I had a long way back to go, but a bus came rumbling along and that helped to shave a few kilometers off my return hike. I then walked through an entire village on the opposite side of the river from Hampi Bazaar that I hadn't even realized existed. This village is more remote than Hampi Bazaar but the tourist infrastructure is beginning to creep up, with several guest houses and restaurants. Most guest houses are clearly still working farmers' homesteads, that just happen to rent out rooms. One very rustic looking place had a big sign advertising itself as a "CHILL OUT ZONE". The boat ride back across was motorized this time. I had enough time back in the bazaar to shower, surf the (incredibly slow) internet, and chat with some Australian women. I really wished I had stayed longer than 2 days, 1 night in Hampi. It's a glorious place. Most people go there and stay at least a week, and I can see why.

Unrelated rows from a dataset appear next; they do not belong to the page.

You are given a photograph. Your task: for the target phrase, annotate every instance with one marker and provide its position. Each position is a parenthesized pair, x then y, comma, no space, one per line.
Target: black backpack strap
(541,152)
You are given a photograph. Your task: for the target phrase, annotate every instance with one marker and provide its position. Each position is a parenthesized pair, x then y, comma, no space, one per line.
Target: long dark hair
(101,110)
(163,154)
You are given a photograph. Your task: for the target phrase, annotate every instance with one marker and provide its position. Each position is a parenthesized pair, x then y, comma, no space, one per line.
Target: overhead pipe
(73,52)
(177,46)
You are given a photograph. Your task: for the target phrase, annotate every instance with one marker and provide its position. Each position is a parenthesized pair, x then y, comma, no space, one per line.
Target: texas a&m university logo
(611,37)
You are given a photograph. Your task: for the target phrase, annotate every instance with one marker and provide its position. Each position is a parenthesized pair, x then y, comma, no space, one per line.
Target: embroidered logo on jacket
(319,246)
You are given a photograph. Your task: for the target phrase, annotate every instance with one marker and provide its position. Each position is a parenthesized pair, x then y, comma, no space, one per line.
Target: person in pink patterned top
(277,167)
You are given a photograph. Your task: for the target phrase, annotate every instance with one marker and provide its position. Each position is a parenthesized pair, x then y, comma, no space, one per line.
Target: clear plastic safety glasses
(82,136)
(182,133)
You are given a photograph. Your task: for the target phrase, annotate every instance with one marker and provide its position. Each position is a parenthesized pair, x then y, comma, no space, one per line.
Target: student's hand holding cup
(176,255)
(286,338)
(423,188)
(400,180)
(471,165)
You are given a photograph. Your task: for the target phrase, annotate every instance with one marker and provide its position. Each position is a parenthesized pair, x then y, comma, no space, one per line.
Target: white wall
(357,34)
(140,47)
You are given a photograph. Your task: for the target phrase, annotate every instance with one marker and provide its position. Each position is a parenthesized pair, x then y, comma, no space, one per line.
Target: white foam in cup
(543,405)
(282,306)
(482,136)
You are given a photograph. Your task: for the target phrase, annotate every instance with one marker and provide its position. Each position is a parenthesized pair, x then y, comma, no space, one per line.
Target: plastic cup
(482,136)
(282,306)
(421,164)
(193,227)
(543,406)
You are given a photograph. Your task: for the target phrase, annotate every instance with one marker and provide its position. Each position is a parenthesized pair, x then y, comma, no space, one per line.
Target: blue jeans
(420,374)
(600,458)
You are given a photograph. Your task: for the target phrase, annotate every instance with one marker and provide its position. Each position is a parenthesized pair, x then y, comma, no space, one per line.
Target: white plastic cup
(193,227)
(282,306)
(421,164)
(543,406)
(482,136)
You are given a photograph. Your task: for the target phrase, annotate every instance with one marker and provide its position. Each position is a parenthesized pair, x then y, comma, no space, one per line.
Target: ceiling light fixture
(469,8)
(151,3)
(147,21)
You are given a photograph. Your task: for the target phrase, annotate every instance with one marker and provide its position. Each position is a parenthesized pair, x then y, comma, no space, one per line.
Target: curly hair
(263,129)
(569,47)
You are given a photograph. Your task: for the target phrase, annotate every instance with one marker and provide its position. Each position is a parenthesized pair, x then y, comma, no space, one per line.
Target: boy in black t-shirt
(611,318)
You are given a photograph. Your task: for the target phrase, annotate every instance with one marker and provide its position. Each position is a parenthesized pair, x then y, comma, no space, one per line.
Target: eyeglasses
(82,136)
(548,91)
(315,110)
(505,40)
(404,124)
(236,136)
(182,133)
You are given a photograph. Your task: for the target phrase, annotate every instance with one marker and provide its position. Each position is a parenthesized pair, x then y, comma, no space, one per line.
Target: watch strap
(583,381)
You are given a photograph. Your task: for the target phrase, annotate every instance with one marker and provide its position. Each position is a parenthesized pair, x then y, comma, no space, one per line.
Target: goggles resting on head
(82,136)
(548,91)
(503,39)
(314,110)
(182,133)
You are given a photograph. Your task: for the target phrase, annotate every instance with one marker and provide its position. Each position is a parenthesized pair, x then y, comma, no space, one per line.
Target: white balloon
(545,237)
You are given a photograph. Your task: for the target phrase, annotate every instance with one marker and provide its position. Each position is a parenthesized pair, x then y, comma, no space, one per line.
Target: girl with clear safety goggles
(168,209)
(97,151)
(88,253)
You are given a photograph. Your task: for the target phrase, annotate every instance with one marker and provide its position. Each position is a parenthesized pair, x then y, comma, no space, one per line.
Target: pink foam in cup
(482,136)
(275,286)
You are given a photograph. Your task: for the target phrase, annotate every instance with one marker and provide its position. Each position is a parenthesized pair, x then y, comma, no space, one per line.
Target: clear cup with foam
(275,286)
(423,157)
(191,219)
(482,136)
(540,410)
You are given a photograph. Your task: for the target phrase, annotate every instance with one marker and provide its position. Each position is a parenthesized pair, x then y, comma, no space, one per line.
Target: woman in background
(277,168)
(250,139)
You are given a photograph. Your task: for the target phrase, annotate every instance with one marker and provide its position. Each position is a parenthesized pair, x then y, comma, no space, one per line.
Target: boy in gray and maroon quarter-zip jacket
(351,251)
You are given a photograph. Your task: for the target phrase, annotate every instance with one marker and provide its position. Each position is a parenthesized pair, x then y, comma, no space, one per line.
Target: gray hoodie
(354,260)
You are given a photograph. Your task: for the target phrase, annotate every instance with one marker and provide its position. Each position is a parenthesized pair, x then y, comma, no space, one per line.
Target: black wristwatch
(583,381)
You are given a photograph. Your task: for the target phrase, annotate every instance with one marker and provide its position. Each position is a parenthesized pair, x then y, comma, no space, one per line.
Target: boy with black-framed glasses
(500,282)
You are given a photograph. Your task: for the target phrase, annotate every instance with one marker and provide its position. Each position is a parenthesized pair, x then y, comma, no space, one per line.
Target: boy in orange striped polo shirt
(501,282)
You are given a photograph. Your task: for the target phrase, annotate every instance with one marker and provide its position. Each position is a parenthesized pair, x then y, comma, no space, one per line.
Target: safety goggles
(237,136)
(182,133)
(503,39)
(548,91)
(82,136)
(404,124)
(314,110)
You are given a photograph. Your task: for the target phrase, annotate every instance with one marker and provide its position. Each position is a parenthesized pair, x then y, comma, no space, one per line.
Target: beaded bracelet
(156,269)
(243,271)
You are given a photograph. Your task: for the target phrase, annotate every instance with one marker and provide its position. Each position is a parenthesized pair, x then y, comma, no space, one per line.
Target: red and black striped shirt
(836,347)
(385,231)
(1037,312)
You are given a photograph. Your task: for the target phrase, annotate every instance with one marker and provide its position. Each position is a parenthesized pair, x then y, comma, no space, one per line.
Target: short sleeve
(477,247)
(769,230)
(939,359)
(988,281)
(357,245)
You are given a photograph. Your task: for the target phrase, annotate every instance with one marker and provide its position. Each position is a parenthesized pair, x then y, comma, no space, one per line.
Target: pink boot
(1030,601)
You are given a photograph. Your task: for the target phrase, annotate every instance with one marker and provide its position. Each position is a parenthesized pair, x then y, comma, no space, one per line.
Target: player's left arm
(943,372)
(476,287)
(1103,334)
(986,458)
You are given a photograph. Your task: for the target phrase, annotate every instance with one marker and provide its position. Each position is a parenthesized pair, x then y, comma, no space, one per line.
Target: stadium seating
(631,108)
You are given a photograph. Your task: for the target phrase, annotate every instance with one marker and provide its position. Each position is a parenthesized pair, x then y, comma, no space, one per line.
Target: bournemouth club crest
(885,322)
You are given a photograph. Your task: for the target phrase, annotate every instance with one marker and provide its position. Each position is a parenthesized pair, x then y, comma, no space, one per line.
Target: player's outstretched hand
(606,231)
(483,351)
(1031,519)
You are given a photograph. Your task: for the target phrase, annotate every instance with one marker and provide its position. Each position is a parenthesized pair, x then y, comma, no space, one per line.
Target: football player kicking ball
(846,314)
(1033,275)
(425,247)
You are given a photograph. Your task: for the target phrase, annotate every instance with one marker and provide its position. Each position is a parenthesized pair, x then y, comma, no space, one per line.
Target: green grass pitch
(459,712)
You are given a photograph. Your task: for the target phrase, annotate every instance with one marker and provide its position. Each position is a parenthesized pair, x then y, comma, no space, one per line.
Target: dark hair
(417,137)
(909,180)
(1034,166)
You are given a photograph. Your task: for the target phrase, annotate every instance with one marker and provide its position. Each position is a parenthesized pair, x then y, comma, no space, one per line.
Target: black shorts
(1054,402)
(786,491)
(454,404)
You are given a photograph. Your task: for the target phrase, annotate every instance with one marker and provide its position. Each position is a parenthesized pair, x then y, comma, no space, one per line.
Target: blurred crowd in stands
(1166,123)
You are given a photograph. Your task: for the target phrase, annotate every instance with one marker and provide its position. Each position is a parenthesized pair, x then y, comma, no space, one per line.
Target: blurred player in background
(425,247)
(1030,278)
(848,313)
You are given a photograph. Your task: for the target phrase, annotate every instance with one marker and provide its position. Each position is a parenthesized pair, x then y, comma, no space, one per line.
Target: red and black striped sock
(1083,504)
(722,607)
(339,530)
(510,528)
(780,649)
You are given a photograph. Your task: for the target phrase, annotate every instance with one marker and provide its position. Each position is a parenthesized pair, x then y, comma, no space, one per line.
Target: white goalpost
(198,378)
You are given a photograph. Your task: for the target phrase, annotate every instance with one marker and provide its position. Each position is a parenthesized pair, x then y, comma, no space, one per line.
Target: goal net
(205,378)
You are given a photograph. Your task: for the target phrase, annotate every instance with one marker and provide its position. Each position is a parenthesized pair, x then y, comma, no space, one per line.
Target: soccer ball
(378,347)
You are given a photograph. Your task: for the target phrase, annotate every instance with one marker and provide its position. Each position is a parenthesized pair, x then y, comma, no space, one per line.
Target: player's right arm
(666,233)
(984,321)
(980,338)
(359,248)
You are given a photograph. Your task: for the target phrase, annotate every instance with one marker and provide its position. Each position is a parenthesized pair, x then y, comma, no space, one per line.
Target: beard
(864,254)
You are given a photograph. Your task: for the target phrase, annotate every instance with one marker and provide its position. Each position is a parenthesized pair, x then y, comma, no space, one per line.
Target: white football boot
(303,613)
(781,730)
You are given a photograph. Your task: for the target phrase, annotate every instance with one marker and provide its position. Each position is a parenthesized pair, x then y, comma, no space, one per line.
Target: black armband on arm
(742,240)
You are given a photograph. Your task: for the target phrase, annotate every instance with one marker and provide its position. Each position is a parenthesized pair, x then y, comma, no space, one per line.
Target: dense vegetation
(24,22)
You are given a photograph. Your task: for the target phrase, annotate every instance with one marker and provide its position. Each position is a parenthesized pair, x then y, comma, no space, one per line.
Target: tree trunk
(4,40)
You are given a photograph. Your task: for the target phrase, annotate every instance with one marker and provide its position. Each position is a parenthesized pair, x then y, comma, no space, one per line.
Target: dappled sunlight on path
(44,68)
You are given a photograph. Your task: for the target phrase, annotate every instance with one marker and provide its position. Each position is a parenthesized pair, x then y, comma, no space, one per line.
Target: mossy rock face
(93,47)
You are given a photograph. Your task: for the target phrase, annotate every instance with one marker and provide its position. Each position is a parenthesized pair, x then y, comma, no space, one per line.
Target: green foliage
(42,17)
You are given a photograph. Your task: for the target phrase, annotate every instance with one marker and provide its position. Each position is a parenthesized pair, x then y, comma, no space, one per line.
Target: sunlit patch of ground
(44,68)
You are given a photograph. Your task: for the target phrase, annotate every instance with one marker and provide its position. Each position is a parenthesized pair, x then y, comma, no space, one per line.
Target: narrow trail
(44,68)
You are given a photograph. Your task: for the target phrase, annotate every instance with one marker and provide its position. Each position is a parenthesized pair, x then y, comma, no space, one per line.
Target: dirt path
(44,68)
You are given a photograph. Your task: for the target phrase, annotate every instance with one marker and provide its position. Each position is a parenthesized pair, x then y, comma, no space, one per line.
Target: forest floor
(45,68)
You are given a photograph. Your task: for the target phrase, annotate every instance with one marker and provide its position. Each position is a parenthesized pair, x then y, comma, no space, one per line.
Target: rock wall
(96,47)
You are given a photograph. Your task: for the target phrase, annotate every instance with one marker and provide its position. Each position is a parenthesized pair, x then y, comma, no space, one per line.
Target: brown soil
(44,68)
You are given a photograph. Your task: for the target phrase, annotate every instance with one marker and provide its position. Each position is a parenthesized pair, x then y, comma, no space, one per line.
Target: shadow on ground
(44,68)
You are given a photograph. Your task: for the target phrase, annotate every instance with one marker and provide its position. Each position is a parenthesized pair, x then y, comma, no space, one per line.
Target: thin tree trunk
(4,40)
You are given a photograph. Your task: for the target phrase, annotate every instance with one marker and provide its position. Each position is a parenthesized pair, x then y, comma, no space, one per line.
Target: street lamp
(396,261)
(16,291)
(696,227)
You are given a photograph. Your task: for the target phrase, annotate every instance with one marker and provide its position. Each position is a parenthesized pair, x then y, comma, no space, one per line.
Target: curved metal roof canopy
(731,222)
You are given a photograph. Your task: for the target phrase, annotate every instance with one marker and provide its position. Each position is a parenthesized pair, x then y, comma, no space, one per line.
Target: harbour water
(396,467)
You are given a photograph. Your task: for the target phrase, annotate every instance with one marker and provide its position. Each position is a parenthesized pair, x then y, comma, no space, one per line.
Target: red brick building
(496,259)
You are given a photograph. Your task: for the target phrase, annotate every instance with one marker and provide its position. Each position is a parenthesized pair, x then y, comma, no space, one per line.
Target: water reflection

Waited at the bus stop for about 45 minutes along with several other backpackers, most of them also trying to catch the same train back in town (12 km away) as me. The bus was supposed to come every 30 minutes, but there was no sign of it. Someone explained that the rickshaw mafia pays off the bus driver to not show up and cart the backpackers to the train station, so that they are forced to hire rickshaws instead. Real nice situation.... So I paired up with an American guy and a German girl and we bartered our way down to 100 rupees split 3 ways (less than $1 each) for the 40 minute ride to the train station. Turns out they were in the same compartment in the train as me.
I was surprised when this train didn't have the hawkers going up and down the train selling "chai chai chai chai", "nescafe nescafe nescafe" and everything else. On this route, you can only buy food and drink when the train makes station stops. That makes for a quiter train ride.